If asked today to list fashionable careers, it is highly unlikely that any of us would include ‘syphilis specialist’ in our list. During the eighteenth and nineteenth centuries the prevalence of the disease in British society and the ongoing debates surrounding its nature and cure provided many medical men with the opportunity to carve out very fashionable, and indeed lucrative, careers.
Medical instruments in A complete treatise on the virulent gonorrhoea, by Jacques Daran (London, 1766), University of Glasgow Library, Sp Coll NH.6.24; with permission of University of Glasgow Special Collections.
Among those who became famous for their work on the disease were two Scottish surgeons – John Hunter and Benjamin Bell. Hunter and Bell were particularly important and noted because they debated whether gonorrhea and syphilis were caused by the same pathogen. Hunter argued for the same pathogen, whilst Bell took the position that they were separate diseases. Their work on the diseases was widely read and debated in the medical community, for instance Solomon Sawrey, a surgeon, published a book on An inquiry into some of the effects of the venereal poison on the human body; with… observations on some of the opinions of Mr. John Hunger and Mr. Benjamin Bell (1802).
John Hunter (portrait on left-hand page), A Treatise on the Venereal Disease (London, 1810), University of Glasgow Library, Sp Coll 84.b.12; with permission of University of Glasgow Special Collections.

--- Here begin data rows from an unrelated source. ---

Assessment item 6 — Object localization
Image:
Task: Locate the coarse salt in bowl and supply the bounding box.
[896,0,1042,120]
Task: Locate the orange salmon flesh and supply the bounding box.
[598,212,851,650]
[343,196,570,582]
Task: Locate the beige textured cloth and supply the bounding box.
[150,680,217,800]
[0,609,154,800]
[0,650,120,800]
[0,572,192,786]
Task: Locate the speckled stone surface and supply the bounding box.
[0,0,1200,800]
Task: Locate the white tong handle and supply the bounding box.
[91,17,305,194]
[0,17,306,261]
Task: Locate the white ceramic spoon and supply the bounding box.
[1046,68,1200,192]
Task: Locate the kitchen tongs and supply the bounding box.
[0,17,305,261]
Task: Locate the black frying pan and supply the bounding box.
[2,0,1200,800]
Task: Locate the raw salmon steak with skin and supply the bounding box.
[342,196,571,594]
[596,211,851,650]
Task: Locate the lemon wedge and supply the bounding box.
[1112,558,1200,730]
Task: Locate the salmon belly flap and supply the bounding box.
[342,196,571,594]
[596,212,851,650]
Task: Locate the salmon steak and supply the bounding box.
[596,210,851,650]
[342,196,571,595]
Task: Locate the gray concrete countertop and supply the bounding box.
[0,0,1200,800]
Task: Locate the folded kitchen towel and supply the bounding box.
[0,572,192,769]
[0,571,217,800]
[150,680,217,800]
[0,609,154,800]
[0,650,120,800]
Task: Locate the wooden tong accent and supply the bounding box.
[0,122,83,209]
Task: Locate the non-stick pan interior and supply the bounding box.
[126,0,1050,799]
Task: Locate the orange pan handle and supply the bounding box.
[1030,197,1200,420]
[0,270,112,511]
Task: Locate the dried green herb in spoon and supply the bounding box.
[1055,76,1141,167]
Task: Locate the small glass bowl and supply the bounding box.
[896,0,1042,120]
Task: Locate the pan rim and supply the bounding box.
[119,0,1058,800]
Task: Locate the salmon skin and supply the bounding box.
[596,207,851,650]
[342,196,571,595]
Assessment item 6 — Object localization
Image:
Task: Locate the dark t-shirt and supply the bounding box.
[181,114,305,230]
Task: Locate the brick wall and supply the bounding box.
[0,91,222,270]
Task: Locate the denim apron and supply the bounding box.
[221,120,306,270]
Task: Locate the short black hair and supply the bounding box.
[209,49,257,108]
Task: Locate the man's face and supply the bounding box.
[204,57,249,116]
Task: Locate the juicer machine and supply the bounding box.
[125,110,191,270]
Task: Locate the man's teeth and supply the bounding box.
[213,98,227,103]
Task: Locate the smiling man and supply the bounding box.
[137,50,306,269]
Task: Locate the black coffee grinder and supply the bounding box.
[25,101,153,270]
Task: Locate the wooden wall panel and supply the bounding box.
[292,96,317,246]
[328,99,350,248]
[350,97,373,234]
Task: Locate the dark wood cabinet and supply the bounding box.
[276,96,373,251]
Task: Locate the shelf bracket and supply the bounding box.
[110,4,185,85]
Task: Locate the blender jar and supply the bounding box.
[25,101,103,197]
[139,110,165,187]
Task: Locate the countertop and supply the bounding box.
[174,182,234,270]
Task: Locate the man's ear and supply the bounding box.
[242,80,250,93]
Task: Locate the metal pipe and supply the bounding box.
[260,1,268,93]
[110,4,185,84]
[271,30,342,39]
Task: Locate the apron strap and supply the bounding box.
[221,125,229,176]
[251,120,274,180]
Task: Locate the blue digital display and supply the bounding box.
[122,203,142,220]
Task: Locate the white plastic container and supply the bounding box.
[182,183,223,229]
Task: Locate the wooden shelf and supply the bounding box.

The London-based surgeon John Marten also appears to have carved out a successful career as a pox practitioner (despite some accusations of quackery from contemporaries!). Marten published a very popular Treatise on all degrees and symptoms of the venereal disease. The book was clearly successful, running to seven editions. However, Marten did not just seek fame and fortune through his published endeavors. He also sought these through treating the upper circles of London society for the disease. The service that he offered was clearly tailored to meet the desires of an elite clientele; he offered to meet patients in clandestine locations away from their homes and his surgery and would send letters and remedies anonymously and to alternative collection addresses rather than directly to people’s homes. This was all to help fashionable Londoners maintain a respectable facade, free from association with a disease considered immoral and associated with horrific physical suffering and disfigurement. Moreover, all of these services were mentioned in Marten’s book, thus making it a sort of extended advertisement; a way to win him more wealthy patients!
John Marten (portrait on the left-hand page), A Treatise of all the Degrees and Symptoms of the Venereal Disease (London, 1708), University of Glasgow Library, Sp Coll Hunterian Ab.6.11; with permission of University of Glasgow Special Collections.
Today we sometimes say that something is ‘to die for’, well during the eighteenth century, a successful career as a practitioner treating the pox was just that. Self-experimentation was common among medical men during this period, and some injected themselves with material extracted from the sores of venereal patients. This was undoubtedly risky, it could result in the need for months of mercury treatment, and had the potential to prove fatal. There is at least one known case of a student, who was preparing a thesis on venereal disease, dying from injecting himself with material from a pox sore.
Thus, whilst the great pox was not a fashionable disease to suffer from during the eighteenth and nineteenth centuries, it provided many medical men with the opportunity to obtain fame and fortune. To be a pox practitioner, surgeon or doctor, was so desirable that it was literally seen as a career worth dying for.